Lower prices on chips despite high-90s fab utilization is a condition the industry has not seen before. This points to a changed market dynamic that may be here to stay with consumers now driving about half of the consumption of ICs. "If you're a retailer, you have to make guesses now as to what the demand will be during the holiday season," said Doug Andrey, principle industry analyst at the Semiconductor Industry Association (San Jose).

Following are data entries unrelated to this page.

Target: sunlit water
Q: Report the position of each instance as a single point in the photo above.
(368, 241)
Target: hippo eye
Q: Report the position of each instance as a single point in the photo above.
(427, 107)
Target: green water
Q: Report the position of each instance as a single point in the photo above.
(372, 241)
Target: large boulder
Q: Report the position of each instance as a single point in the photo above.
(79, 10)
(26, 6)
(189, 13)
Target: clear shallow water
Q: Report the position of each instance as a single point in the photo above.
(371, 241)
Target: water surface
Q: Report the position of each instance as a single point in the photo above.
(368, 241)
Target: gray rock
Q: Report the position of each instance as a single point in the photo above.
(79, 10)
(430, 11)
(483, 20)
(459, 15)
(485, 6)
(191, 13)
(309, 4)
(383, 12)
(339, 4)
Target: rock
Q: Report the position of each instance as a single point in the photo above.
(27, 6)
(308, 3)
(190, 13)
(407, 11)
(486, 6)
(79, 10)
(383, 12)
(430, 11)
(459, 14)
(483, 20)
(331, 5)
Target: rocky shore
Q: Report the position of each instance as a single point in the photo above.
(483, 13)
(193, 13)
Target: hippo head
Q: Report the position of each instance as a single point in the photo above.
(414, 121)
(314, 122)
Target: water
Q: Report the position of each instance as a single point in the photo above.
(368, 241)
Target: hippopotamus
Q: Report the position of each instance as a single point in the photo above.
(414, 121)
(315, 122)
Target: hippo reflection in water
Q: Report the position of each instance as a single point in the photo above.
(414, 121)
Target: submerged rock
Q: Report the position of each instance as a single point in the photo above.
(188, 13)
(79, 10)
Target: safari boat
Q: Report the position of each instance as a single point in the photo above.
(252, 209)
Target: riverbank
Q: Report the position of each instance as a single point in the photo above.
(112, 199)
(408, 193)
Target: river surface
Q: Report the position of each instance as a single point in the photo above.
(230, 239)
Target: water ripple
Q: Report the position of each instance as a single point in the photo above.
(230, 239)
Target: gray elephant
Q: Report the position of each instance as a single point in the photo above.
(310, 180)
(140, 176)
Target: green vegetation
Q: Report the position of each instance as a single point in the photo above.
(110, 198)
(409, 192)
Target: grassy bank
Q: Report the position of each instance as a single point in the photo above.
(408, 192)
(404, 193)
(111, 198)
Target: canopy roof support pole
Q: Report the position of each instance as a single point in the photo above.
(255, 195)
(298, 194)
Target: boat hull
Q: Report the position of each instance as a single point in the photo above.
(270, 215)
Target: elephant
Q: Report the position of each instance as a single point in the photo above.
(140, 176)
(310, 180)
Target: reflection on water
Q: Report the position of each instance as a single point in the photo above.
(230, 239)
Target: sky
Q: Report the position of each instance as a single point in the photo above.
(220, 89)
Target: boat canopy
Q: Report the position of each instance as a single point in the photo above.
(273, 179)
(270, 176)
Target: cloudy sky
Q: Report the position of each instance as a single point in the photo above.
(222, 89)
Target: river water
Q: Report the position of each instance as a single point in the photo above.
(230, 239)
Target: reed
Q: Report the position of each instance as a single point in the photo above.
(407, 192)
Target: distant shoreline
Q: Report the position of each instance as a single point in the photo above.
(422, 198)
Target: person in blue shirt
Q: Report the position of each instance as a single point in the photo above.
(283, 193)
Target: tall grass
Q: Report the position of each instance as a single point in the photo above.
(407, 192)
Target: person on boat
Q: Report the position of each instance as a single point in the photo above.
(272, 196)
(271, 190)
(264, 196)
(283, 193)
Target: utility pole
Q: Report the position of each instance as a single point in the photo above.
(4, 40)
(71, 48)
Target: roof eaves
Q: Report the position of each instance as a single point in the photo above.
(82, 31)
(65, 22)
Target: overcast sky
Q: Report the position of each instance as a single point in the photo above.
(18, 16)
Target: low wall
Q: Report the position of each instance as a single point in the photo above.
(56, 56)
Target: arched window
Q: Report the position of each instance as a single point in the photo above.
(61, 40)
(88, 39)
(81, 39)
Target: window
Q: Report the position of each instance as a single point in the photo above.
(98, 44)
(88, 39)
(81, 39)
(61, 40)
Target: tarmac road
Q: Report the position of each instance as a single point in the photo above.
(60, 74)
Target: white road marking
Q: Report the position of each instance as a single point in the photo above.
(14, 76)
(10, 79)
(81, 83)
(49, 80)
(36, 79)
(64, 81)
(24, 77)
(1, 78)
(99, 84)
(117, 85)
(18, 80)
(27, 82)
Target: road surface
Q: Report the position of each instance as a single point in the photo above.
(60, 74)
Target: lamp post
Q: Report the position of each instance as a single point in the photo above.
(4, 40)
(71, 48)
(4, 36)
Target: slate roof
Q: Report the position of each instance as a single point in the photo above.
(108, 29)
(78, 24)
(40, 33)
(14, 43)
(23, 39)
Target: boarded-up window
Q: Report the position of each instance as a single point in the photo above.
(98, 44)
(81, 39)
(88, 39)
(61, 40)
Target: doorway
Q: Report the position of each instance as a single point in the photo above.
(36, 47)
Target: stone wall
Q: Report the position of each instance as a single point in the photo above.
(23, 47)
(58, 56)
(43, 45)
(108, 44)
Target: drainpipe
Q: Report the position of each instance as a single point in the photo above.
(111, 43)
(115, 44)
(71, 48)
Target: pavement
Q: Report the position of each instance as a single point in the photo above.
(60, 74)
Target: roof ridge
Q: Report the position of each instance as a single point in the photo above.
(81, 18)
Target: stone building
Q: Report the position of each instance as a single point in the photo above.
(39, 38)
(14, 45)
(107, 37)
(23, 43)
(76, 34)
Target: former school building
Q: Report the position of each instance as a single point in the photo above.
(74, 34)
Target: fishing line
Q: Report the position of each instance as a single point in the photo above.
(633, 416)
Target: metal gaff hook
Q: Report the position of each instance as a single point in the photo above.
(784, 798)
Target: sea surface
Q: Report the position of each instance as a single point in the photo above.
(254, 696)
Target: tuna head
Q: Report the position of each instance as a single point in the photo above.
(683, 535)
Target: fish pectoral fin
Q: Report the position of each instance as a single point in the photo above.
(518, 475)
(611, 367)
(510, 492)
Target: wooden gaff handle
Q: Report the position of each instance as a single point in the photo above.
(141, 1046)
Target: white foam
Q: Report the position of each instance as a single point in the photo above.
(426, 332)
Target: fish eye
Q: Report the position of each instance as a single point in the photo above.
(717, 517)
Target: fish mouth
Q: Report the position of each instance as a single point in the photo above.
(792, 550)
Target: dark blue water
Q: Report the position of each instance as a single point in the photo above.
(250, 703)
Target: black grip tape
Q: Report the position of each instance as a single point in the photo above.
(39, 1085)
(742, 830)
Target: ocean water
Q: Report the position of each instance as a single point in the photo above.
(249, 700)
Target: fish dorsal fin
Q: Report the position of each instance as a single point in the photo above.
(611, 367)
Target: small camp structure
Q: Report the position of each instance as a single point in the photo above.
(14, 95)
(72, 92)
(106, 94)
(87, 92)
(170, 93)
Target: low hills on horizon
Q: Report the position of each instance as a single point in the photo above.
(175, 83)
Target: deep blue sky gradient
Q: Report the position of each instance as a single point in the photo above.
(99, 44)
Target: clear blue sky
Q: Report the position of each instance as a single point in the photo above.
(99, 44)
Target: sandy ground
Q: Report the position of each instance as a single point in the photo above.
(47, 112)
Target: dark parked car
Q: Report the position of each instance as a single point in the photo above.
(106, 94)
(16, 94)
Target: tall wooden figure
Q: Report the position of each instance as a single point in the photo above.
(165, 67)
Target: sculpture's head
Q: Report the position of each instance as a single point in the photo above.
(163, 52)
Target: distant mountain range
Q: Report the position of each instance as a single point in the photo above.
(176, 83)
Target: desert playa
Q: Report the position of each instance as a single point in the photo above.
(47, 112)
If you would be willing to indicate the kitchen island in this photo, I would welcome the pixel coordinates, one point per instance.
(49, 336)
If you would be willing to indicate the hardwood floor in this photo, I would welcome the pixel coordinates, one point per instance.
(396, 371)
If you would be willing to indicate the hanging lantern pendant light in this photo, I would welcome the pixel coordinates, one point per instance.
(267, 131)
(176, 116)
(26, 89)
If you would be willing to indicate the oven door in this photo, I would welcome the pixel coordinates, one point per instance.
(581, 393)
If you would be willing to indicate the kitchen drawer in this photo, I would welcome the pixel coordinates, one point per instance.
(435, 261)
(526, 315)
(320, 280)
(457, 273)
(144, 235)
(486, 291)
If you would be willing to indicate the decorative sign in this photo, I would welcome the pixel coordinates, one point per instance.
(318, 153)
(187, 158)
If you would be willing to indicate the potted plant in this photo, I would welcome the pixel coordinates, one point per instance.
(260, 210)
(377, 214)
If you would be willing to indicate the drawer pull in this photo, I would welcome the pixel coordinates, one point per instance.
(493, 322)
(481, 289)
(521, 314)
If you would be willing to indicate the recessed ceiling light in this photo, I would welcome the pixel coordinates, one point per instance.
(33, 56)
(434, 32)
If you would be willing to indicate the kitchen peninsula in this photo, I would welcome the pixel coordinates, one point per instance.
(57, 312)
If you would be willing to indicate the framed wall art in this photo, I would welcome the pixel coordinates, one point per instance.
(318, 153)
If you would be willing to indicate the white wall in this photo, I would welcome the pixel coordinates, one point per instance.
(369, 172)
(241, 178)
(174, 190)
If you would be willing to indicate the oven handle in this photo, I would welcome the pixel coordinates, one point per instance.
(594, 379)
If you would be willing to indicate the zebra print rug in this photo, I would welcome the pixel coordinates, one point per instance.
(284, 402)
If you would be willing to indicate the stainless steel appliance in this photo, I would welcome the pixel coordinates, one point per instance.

The strength of underlying demand for the two largest applications, PCs and cell phones, is of great importance (Fig. 1). "After 2007, as the pop from MP3 and cell phone sales slows, we don't see any new products replacing them that can provide the same kind of growth," said Gary Grandbois, principal analyst at iSuppli (San Jose). "Despite the proliferation of consumer devices, none compares in market size with the size of the PC and cell phone markets," he added. Even so, the replacement cycle for cell phones is in the process of shifting from an average of 24 months to 18 months, and multi-functional phones are becoming more the norm than the exception, fueling growth. Inventory tracking through 1Q06 (Fig. 2) indicates the industry is in the normal range.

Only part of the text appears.